Shalim (Šalām, Shalem, 𐎌𐎍𐎎) is a god in Canaanite religion, mentioned in inscriptions found in Ugarit (now Ras Shamra, Syria). William F. Albright identified Shalim as the god of the dusk and Shahar as the god of the dawn. In the Dictionary of Deities and Demons in the Bible, Venus is represented by Shalim as the Evening Star and Shahar as the Morning Star. His name derives from the triconsonantal Semitic root Š-L-M ("whole, safe, sound, peace").

==Ugaritic inscriptions==
An Ugaritic myth known as The Gracious and Most Beautiful Gods describes Shalim and his brother Shahar as offspring of El through two women he meets at the seashore. They are both nursed by "The Lady", likely Asherah, and have appetites as large as "(one) lip to the earth and (one) lip to the heaven." In other Ugaritic texts, the two are associated with the sun goddess.

Another inscription is a sentence repeated three times in a para-mythological text, "Let me invoke the gracious gods, the voracious gods of ym." Ym in most Semitic languages means "day," and Shalim and Shahar, twin deities of the dusk and dawn, were conceived of as its beginning and end.
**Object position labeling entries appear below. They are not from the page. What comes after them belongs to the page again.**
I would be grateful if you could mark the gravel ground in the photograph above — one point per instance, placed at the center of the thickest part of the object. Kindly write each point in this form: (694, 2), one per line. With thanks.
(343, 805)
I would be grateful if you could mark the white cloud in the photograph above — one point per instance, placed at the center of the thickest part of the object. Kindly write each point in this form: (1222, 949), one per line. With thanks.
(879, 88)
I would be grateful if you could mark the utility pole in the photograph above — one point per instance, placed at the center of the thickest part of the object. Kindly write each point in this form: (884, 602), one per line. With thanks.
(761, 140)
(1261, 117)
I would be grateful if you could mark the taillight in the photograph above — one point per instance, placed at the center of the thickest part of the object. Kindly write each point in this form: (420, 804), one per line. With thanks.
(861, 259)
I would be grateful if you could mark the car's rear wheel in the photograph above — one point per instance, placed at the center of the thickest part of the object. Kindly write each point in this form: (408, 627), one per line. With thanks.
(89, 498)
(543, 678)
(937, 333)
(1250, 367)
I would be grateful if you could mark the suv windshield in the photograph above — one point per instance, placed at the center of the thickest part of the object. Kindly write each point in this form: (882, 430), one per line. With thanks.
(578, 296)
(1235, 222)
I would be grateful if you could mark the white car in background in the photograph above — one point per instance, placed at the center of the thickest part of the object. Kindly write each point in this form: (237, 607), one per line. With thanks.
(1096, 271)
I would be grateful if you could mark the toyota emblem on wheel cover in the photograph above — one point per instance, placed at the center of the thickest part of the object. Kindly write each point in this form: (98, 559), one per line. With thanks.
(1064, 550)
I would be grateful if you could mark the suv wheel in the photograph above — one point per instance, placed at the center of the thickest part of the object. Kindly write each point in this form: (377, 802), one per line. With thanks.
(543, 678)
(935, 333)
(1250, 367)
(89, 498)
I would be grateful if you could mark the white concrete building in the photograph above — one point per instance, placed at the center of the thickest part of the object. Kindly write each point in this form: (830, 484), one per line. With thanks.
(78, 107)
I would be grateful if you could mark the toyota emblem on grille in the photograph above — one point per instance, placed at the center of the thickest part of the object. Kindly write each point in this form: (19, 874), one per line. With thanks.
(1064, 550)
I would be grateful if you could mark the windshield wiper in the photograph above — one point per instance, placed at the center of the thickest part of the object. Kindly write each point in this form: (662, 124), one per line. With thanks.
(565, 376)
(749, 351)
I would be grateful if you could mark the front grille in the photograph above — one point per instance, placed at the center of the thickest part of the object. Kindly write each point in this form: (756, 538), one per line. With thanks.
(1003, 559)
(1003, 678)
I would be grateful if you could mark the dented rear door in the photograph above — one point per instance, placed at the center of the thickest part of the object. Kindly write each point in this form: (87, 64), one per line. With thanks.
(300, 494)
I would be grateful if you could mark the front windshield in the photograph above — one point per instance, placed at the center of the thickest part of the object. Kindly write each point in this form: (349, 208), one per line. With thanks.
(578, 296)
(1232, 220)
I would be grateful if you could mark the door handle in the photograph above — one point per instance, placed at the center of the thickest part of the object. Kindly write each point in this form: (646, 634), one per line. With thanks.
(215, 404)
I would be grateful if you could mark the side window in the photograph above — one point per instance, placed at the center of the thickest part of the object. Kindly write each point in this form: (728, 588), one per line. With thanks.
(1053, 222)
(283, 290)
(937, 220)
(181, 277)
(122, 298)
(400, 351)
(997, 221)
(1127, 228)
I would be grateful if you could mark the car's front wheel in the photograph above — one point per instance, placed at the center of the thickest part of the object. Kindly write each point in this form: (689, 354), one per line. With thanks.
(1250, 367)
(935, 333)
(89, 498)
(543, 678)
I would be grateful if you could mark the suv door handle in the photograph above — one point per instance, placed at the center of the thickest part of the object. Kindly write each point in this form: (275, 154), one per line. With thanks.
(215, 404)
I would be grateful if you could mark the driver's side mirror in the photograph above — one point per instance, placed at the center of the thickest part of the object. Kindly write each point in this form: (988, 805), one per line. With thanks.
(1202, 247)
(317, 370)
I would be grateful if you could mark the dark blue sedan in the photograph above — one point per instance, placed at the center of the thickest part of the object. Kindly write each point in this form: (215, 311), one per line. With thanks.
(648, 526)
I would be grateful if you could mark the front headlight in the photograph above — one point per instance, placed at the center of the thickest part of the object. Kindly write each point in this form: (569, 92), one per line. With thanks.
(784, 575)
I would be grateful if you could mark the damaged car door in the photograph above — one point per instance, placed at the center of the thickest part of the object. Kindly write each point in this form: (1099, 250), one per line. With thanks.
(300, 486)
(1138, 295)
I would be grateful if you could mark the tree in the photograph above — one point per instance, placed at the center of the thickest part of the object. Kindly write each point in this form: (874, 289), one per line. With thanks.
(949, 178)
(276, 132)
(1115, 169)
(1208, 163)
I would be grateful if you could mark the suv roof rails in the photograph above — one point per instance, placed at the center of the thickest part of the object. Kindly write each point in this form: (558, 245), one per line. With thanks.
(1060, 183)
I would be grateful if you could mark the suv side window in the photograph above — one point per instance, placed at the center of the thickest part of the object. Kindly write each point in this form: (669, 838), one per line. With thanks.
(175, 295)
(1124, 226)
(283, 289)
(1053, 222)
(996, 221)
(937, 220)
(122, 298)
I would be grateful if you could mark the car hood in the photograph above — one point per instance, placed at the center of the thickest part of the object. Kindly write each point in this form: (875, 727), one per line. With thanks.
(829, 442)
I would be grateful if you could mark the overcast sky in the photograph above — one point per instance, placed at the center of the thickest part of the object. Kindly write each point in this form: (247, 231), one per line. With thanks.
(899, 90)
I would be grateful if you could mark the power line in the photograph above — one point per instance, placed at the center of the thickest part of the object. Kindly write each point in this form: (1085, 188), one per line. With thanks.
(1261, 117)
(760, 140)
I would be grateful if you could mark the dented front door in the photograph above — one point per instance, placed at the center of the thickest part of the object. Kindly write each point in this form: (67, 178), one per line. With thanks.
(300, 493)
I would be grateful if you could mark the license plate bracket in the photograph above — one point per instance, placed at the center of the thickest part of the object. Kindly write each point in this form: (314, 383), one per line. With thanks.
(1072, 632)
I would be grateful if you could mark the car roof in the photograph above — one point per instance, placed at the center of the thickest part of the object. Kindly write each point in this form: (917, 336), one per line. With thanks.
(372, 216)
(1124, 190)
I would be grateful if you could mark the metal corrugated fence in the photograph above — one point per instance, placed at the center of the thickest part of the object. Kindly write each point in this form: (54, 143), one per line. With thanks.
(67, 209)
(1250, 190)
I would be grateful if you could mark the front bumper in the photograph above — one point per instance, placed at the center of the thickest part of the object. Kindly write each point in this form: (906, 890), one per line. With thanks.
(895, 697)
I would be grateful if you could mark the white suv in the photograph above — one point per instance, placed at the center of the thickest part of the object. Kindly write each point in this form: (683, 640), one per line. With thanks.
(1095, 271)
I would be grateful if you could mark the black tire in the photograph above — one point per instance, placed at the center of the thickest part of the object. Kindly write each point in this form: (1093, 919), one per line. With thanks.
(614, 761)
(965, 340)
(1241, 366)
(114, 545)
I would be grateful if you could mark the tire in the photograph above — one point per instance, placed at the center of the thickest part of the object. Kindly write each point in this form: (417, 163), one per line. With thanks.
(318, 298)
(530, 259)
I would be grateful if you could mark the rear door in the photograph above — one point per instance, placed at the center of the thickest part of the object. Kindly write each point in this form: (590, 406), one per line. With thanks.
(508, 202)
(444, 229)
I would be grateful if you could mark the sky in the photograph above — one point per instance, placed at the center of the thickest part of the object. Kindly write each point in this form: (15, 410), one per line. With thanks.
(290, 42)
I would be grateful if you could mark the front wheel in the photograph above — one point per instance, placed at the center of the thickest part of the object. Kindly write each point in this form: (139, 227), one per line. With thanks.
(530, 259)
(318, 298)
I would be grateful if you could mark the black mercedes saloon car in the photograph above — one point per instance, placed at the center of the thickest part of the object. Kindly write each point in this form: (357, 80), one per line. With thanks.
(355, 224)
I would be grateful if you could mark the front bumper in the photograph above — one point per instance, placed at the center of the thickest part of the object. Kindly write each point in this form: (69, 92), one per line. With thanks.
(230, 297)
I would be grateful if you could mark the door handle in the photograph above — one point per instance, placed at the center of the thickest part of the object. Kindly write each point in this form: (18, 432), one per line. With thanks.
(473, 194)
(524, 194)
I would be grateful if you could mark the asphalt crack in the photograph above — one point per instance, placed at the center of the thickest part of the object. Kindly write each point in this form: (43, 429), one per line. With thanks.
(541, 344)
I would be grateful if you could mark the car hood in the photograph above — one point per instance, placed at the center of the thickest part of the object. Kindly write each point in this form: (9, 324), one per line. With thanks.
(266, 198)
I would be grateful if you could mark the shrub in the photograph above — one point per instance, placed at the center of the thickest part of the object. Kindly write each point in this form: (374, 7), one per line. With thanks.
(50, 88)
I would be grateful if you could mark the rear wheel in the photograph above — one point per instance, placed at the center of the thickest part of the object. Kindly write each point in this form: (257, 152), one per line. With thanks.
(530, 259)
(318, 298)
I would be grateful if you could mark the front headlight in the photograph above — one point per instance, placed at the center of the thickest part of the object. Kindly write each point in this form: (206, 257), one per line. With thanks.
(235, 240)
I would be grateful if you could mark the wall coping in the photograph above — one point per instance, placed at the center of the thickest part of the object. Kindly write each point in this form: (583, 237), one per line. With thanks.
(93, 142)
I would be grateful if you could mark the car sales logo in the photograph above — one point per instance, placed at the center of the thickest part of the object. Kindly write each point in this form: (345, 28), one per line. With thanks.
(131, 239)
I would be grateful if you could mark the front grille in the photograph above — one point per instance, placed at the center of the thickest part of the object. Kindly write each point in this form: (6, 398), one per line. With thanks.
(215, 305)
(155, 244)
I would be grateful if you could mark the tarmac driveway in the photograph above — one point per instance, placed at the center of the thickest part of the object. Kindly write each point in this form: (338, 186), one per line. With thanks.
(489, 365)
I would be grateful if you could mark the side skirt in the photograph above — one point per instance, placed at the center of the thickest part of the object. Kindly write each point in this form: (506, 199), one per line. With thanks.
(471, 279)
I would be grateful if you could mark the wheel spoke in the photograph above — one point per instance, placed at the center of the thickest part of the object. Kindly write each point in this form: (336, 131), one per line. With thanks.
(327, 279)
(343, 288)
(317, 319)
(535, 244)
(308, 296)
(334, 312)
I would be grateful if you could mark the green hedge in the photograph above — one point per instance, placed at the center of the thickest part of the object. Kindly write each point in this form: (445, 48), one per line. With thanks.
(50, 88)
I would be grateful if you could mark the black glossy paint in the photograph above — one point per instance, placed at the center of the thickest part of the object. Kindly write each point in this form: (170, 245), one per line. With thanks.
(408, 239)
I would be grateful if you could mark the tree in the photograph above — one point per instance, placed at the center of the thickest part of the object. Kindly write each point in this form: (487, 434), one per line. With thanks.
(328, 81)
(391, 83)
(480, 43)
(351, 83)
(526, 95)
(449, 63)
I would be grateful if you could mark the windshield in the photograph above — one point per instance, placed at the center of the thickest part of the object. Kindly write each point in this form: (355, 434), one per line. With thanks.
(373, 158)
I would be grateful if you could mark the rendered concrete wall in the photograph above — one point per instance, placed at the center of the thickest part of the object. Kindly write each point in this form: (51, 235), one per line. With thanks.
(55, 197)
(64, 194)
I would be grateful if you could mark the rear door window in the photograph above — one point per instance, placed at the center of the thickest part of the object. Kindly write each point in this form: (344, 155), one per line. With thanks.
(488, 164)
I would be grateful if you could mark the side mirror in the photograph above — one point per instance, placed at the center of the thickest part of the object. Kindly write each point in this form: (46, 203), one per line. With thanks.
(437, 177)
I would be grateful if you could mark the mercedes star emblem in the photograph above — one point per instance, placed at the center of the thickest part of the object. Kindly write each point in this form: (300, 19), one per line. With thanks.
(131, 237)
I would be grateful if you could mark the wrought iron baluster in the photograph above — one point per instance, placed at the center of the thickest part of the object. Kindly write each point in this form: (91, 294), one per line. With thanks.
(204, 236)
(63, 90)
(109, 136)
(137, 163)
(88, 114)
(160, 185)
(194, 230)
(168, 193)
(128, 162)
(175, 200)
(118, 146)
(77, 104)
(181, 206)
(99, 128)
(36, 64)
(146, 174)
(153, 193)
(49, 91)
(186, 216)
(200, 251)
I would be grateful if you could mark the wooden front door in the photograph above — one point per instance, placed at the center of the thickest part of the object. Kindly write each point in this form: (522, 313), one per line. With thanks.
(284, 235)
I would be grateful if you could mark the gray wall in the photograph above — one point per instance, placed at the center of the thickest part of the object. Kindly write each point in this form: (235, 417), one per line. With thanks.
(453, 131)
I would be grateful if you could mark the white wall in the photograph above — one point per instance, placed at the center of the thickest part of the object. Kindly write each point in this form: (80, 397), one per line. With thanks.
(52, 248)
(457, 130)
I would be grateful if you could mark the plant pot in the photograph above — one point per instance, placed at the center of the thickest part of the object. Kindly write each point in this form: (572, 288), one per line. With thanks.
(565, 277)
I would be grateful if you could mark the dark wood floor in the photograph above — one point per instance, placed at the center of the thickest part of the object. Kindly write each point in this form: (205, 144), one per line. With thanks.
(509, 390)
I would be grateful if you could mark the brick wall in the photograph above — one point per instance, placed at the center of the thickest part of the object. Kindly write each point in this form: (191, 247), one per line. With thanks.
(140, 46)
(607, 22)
Shalim is also mentioned separately in the Ugaritic god lists and forms of his name also appear in personal names, perhaps as a divine name or epithet.

Many scholars believe that the name of Shalim is preserved in the name of the city Jerusalem. The god Shalim may have been associated with dusk and the evening star in the etymological senses of a "completion" of the day, "sunset" and "peace".